University of Wyoming professor Jeffrey Lockwood wrote a book about entomological warfare, “Six-Legged Soldiers: Using Insects as Weapons of War,” and he weighed in on where the story line might have come from.
The U.S. was indeed accused of entomological warfare during the Cold War — but not by Russia.
“There were a number of accusations made by the Cubans that we had used insects to spread dengue fever and a whole bunch of crop pests,” Lockwood said. But the accusations, which were mainly lobbed during the 1960s every time Cuba had an issue with its crops, were never proved.
North Korea and China also accused the U.S. of spreading germs using flies and mosquitoes during the Korean conflict, but no documents ever turned up to support the claim.
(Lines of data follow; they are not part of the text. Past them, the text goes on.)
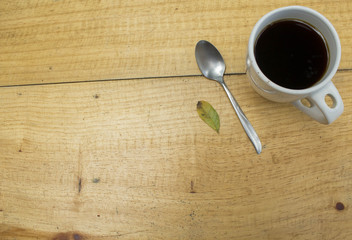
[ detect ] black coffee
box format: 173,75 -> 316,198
254,19 -> 329,89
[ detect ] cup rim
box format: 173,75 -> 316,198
248,6 -> 341,95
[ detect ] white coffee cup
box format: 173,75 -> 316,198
246,6 -> 344,124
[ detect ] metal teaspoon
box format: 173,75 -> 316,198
195,40 -> 262,154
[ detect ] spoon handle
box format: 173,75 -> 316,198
220,81 -> 262,154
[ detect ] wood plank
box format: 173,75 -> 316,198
0,0 -> 352,86
0,71 -> 352,240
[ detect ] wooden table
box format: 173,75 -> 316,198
0,0 -> 352,240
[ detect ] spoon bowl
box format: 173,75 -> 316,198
195,40 -> 262,154
196,40 -> 226,81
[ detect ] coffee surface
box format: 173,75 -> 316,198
254,19 -> 329,89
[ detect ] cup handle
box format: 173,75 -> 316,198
292,82 -> 344,124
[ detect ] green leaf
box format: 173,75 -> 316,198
197,101 -> 220,133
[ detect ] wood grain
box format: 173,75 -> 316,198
0,0 -> 352,86
0,71 -> 352,240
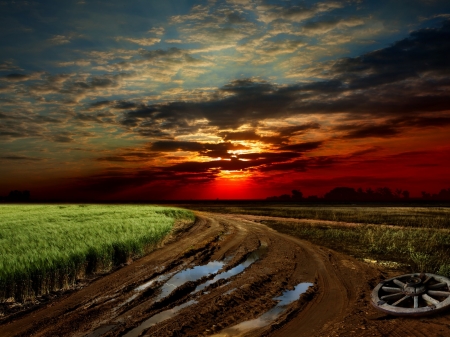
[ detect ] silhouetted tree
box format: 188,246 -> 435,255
292,190 -> 303,200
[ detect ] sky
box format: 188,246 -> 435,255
0,0 -> 450,200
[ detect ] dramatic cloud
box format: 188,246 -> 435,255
0,0 -> 450,199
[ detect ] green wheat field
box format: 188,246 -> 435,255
0,205 -> 194,301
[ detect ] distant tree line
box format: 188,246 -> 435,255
0,190 -> 31,202
266,187 -> 450,201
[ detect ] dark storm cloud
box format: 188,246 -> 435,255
331,20 -> 450,89
150,141 -> 247,158
218,131 -> 261,140
96,152 -> 162,163
278,141 -> 323,152
120,21 -> 450,135
334,115 -> 450,139
5,73 -> 29,82
336,124 -> 400,139
0,155 -> 43,161
218,123 -> 320,144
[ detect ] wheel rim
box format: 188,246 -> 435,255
372,273 -> 450,316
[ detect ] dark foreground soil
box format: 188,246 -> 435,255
0,213 -> 450,337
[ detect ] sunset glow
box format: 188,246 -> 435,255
0,0 -> 450,200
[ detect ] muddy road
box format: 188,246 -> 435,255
0,213 -> 450,337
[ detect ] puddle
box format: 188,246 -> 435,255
85,324 -> 117,337
113,273 -> 174,313
213,283 -> 313,337
223,288 -> 236,295
133,273 -> 173,292
193,246 -> 267,294
156,261 -> 225,301
123,300 -> 197,337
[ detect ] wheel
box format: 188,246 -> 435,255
372,273 -> 450,316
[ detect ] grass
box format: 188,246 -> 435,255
0,205 -> 194,301
187,205 -> 450,229
187,204 -> 450,277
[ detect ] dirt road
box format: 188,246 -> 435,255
0,213 -> 450,337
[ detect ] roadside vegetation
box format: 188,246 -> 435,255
0,205 -> 194,301
189,205 -> 450,277
191,204 -> 450,229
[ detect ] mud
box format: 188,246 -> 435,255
0,213 -> 450,337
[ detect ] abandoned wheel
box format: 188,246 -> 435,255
372,273 -> 450,316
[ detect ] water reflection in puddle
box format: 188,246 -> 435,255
213,283 -> 313,337
193,246 -> 267,294
85,324 -> 117,337
123,300 -> 197,337
156,261 -> 225,301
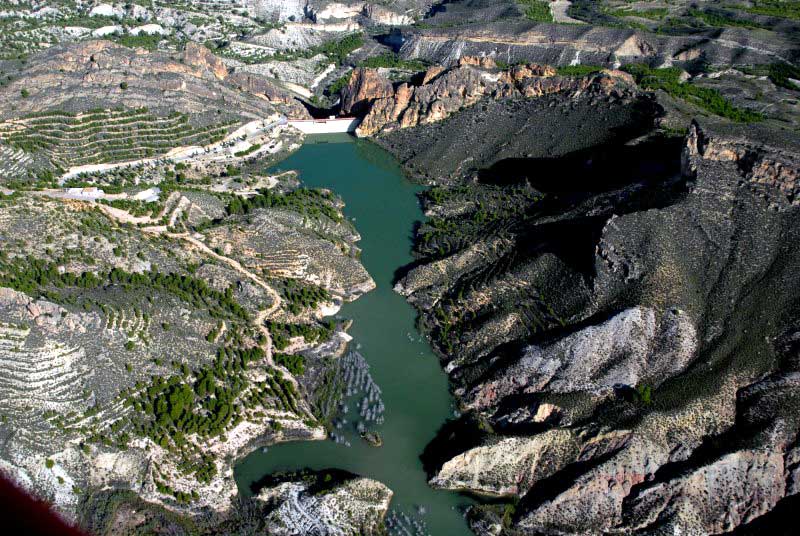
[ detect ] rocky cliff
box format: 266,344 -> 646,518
390,95 -> 800,534
400,19 -> 798,68
0,41 -> 308,120
342,56 -> 634,136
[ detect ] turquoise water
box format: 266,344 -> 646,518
235,135 -> 471,536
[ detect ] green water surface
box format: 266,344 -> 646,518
235,135 -> 471,536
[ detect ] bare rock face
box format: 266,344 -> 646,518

And decades later, in 1996, Russia filed charges on Cuba’s behalf — Cuba wasn’t a signatory to the Biological Weapons Convention, which is why Russia got involved — and a committee investigated. But it couldn’t confirm nor deny the charges.
The truth is entomological warfare is pretty difficult to prove.
“You don’t really notice the infestation until it’s well underway,” Lockwood said. “Distinguishing accident from intention, especially with something like a crop pest, is darn near impossible.”
Speaking of crop pests, the U.S. was on the receiving end of an infestation in 1986, but no foul play was proved. Russian wheat aphids did considerable economic damage, though the bugs were apparently imported accidentally along with the wheat.
So those are some events that most closely align with this season’s Russia-vs.-America story arc on “The Americans.” But the United States’ history of entomological warfare since the 1950s is fascinating in general, especially considering the country started out as an underdog.
During World War II, the United States lagged behind Japan, which was a powerhouse in the field, in part because it wasn’t above experimenting on humans. The Japanese army killed hundreds of thousands of Chinese by dropping bombs that unleashed cholera-infected flies on the population, and the mastermind was Japanese surgeon general Shiro Ishii. He managed to avoid being charged with war crimes by agreeing to divulge his research to the American government. And just like that, the U.S. caught up to its former enemy.
In the years that followed, the U.S. conducted insect research at Fort Detrick, and developed powerful weapons, including yellow fever-carrying mosquitoes that could infect on a massive scale. (A test using noninfected mosquitoes was even conducted on American citizens.)
It could have been devastating, but the public wasn’t really concerned, preoccupied as it was with the threat of a nuclear attack.
“We had the impression in the U.S. at that time that we had pretty much mastered disease-carrying insects,” Lockwood said. This was the era of DDT, when yellow fever and malaria had been eradicated in the States, and Lyme disease and Zika hadn’t yet become an issue.
Whether or not the United States government knew it, the Soviet Union wasn’t particularly invested in entomological warfare at the time. According to Lockwood, they were more interested in using aerosols to deliver pathogens.
“The idea coming out of World War II into the ’50s was technology was going to master the day,” Lockwood said. “Using insects kind of seemed primitive compared to stainless steel vats filled with bacterial pathogens that you could load up in a bomb or spray out of an airplane.”
Entomological warfare eventually fell out of fashion. Under the Biological Weapons Convention, signed in 1972, the U.S. is prohibited from developing those kinds of offensive weapons.
“But it doesn’t preclude small scale biological warfare or entomological warfare methods as a way of defending ourselves,” Lockwood said. “In other words, you have to figure out what the enemy is capable of in order to defend yourself. And that line between defensive research and offensive production is pretty blurry.”
And, as we saw with the biological weapons story line on last season’s “The Americans,” defensive research can be just as deadly.